通夜までに、ご遺体をお棺におさめます。これを納棺(のうかん)といいます。納棺は、できるだけ近親者で行うようにしましょう。服装は白服、または生前に愛用していた清潔な服を着せます。
納棺のさい、故人の愛用品を入れることがありますが、火葬の関係上、金属製のものや陶器などの燃えにくいものは避けなければなりません。
また、湯灌(ゆかん)(遣体をぬるま湯などで拭き、清らかにすること)がおすみでない場合は、納棺の前に行います。(湯灌は第9回を参照)

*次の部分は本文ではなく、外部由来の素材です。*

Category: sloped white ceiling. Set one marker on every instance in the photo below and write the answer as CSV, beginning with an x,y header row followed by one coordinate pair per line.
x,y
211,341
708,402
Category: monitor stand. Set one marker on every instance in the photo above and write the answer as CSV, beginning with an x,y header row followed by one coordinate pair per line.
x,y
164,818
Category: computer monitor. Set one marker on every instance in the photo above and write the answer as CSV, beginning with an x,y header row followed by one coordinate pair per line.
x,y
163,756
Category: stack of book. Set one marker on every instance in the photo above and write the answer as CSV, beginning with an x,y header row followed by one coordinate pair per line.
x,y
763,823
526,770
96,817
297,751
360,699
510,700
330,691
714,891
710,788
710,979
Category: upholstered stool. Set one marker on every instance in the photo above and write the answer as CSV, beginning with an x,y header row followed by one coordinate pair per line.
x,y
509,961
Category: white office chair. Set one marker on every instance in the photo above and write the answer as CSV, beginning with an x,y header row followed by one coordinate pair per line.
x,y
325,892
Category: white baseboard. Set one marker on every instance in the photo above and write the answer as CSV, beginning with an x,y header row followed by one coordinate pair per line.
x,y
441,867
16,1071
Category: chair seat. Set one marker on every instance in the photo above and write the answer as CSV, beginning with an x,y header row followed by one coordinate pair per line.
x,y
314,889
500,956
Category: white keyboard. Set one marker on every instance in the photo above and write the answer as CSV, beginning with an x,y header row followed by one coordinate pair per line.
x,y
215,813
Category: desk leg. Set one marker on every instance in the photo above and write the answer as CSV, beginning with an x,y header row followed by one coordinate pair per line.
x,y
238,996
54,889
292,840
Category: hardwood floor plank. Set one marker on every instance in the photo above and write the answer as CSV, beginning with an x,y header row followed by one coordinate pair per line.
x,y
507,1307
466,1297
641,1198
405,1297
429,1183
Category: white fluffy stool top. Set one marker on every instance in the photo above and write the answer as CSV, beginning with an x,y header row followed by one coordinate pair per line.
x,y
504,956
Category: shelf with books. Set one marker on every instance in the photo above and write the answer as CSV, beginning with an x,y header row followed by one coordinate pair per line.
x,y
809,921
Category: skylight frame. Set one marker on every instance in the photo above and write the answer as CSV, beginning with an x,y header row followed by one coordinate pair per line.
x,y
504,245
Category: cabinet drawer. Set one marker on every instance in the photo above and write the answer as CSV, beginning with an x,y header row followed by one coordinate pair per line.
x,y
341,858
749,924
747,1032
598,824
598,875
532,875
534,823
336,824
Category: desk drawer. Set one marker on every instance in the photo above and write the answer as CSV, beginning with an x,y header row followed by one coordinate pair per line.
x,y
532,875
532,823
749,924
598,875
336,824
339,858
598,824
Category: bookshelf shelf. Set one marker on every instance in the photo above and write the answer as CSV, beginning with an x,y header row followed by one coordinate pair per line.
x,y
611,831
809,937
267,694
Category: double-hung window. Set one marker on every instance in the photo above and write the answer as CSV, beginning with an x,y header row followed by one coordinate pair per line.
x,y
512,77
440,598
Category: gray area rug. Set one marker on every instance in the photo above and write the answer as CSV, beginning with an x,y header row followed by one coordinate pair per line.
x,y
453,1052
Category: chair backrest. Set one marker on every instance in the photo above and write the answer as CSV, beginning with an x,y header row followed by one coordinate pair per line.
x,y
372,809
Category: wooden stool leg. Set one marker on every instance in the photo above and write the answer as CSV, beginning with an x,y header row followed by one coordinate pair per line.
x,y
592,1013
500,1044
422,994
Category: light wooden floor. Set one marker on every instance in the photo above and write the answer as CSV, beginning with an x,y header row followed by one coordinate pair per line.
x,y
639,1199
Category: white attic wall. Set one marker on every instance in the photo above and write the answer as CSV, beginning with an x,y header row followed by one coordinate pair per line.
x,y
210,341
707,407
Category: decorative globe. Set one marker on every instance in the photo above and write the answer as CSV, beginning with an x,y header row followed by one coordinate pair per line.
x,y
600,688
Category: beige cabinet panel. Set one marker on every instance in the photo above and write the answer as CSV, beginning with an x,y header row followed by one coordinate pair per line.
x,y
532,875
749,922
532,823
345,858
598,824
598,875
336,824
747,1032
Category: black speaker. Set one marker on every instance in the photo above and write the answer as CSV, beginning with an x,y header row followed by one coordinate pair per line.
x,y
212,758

通夜にお参りしますと、死装束(しにしょうぞく)を身につけておられるご遺体を見受けることが、よくあります。死装束とは、経帷子(きょうかたびら)とよばれる白い着物を着せ、頭には三角形の頭巾(ずきん)、手には手甲(てっこう)をつけ、足には脚絆(きゃはん)を巻き、白たび草鞋(わらじ)、首からは頭陀袋(ずだぶくろ)をさげ、手には杖(つえ)を持たせるという出で立ちをいいます。
これは、人が死んで冥土といわれている世界に旅だつ姿をいうようです。
しかし、このような死装束は、民俗信仰や俗信などが重なって成立したものといわれ、浄土真宗の教えとは全く異なるものです。
浄土真宗では、従来、人が亡くなりますと、浄土に還られると表現されてきました。つまり、私たちは、死んで冥土に旅だつのではないということです。
親鸞聖人は「煩悩成就(ぼんのうじょうじゅ)の凡夫(ぼんぶ)…正定聚(しょうじょうじゅ)に住するがゆえに、必ず滅度(めつど)に至る」と語っておられます。煩(わずら)い・悩み、怒り・腹立ちの絶えない身を生きる私たちが、仏さまの大いなる法のいのちに目党めて、生かされている身と気づくとき、必ず滅度(涅槃(ねはん))に至る身と定まるという意味です。
私たちは、縁あってこの世に生を受けました。すでに生かされてある事実、そして、仏になる身と約束された事実を説くのが浄土真宗です。この意味で、死んで冥土に旅だつという考えは棄(す)てるべきです。亡き人に死装束は、全く意味のないことなのです。
一般的に行われているからといって、そうした支度(したく)をすることは、かえって死者を冒とくすることにもなります。